Bucklame and Predictive Text Input

I recently heard that “Bucklame,” apparently a nickname for New Zealand’s largest city Auckland, has its source in a technical error that is dear to my heart. It seems that it stems from the fact that many mobile phones’ predictive text input software will suggest the term “Bucklame” if a user tries to input “Auckland” — the latter of which was apparently not in its list of valid words.

In my initial article on revealing errors, I wrote a little about the technology at the source of this error: Tegic’s (now Nuance‘s) T9 predictive text technology which is a frequent way that users of mobile phones with normal keypad (9-12 keys) can quickly type in text messages with 50+ letters, numbers and symbols. Here is how I described the system:

Tegic’s popular T9 software allows users to type in words by pressing the number associated with each letter of each word in quick succession. T9 uses a database to pick the most likely word that maps to that sequence of numbers. While the system allows for quick input of words and phrases on a phone keypad, it also allows for the creation of new types of errors. A user trying to type me might accidentally write of because both words are mapped to the combination of 6 and 3 and because of is a more common word in English. T9 might confuse snow and pony while no human, and no other input method, would.

Mappings of number-sequences to words are based on database that offers words in order of relative frequency. These word frequency lists are based on a corpus of text in the target language pre-programmed into the phone. These corpora, at least initially, were not based on the words people use to communicate using SMS but one a more readily available data source (e.g., in emails or memos of in fiction). This leads to problems common to many systems that built on shaky probabilistic models: what is likely in one context may not be as likely in another. For example, while “but” is an extremely common English word, it might be much less common in SMS where more complex sentence structures are often eschewed due to economy of space (160 character messages) and laborious data-entry. The word “pony” might be more common than “snow” in some situations but it’s certainly not in my usage!

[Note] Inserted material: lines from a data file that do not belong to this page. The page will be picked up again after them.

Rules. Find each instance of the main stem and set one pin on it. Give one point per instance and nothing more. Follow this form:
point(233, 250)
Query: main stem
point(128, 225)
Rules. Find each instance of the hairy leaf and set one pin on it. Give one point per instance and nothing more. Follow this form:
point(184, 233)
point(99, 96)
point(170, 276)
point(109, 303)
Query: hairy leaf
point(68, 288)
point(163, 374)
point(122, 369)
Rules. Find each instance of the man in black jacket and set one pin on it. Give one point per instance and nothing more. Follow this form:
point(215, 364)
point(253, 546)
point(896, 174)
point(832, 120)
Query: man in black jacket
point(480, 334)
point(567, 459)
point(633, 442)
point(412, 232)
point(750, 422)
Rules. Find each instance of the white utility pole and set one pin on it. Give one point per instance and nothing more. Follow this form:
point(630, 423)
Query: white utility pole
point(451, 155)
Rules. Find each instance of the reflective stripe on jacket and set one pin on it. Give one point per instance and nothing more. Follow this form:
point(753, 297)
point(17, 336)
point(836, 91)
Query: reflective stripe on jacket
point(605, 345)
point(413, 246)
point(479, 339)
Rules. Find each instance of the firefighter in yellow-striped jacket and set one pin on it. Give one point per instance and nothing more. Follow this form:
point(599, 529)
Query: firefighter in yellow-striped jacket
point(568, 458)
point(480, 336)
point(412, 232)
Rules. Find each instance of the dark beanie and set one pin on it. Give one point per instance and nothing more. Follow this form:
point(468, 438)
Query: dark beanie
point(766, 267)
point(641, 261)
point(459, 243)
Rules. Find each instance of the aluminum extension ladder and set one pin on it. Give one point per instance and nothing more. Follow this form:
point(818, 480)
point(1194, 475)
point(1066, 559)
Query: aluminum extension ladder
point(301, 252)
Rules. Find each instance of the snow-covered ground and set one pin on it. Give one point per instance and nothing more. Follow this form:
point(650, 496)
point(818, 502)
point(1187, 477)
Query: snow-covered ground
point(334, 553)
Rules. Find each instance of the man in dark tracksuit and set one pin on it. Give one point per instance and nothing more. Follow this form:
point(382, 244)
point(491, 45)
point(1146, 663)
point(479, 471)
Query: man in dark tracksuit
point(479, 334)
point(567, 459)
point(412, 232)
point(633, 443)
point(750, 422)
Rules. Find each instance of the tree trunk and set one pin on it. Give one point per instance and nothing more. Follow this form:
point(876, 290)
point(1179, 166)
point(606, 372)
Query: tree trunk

Of course, proper nouns, of which there are many, are often excluded from these systems as well. Since the T9 system does not “know” the word “Auckland”, the nonsensical compound-word “bucklame” seems to be an appropriate mapping for the same number-sequence. Apparently, people liked the error so much they kept using it and, with time perhaps, it stops being an error at all.

As users move to systems with keyboards like Blackberries, Treos, Sidekicks, and iPhones (which use a dual-mode system) these errors become impossible. As a result, the presence of these types of errors (e.g., a swapped “me” and “of”) can tell communicators quite a lot about the type of device they are communicating with.